We can all agree that things like leaving sponges inside of patients is unacceptable. No one should get extra cash for creating work for themselves. But bed sores and line infections? The problem I have here is that the burden is on the hospital to prove they didn’t cause something by neglect.

[A vice-president for the AHA] said that some of the conditions cited by Medicare officials were not entirely preventable. Commenting on the proposed rules in June, the American Hospital Association said, “Certain patients, including those at the end of life, may be exceptionally prone to developing pressure ulcers, despite receiving appropriate care.”

This isn’t them documenting and defending a procedure they did in order to collect a fee. This is them trying to disprove something. Is that really where the burden should be? I don’t see how that can be justified.

I’m sure the new guidelines will have specific provisions but I doubt the bureaucratic mumbo gumbo can cover every scenario where there is decreased responsibility for a line infection – patient’s with neutropenic fever and other immunosuppression, etc.

That whine can be improved upon over time with work and compromise. A more base concern is the old unfair business practice bit. Seriously healthcare payers are a cabal, which would almost be damn near unacceptable in any other business sector. That’s fine for many cause they don’t think healthcare is a business in the first place. But from where I’m sitting this kind’ve unilateral step (which is sure to be followed by private insurers) is ridiculous.
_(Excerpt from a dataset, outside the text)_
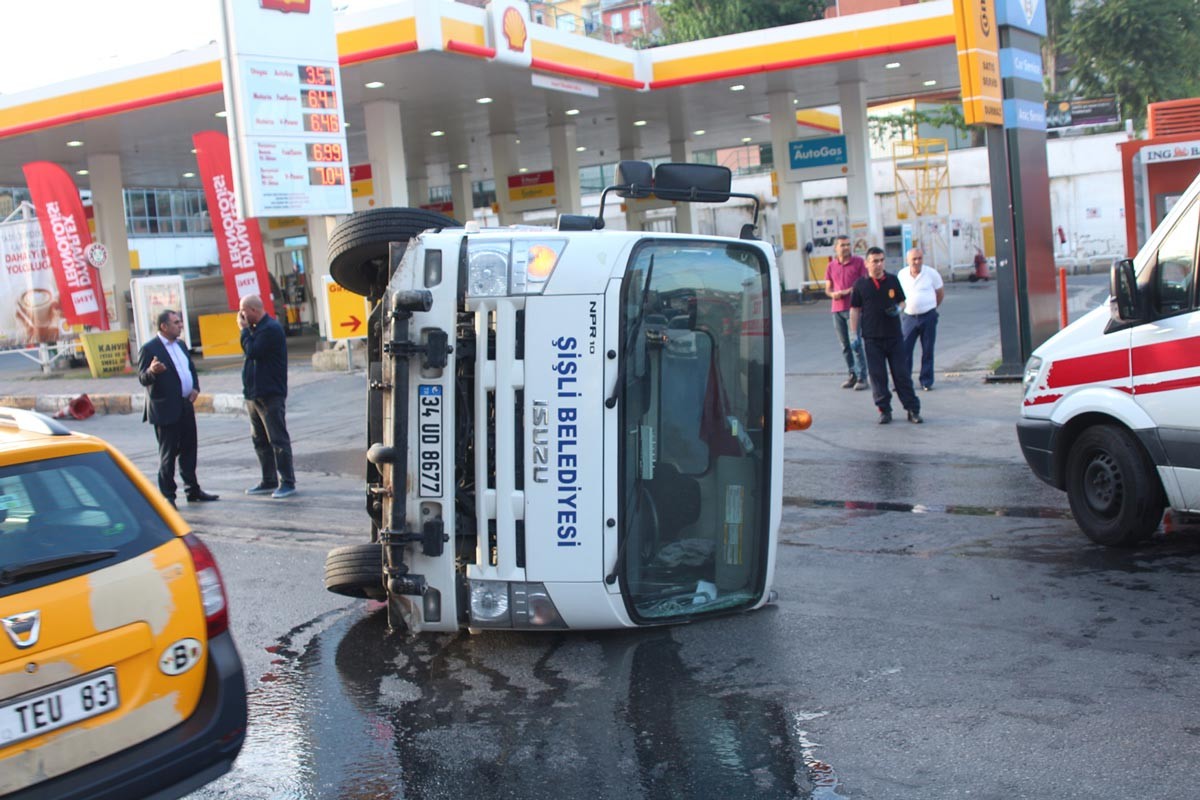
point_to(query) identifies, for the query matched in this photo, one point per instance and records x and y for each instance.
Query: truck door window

I’m all for providers not getting paid for their mistakes. I’m all for providers reporting their mistakes. It promotes competition, potentially lowers costs (trust me that’s where CMS is coming from) and…secondarily, helps protect patients. Such transparency and competition on the payers side as well, however, would never allow them to make this kind’ve unilateral move.

Finally, I’m disturbed by the unilateral nature of this move further considering the subjective nature of it. Like most of health care we’re witnessing a benefit versus cost analysis here. There are plenty of things Medicare could spend money on to help reduce hospitalization complications. For example, they could limit the number of patient’s to a room. That would be expensive and the magnitude of benefit is questionable (although I think likely there) and so that doesn’t make the list. Mistakes in hospitals are major, major problems and financial pressure is probably the most effective way of influencing a downward trend in those mistakes but do you really want a government bueacracy deciding, semi-independent of the health care provider community, how far and how short they’re going to go in deciding how to cut down on nosocomial infections, wrong surgeries, etc.? I don’t.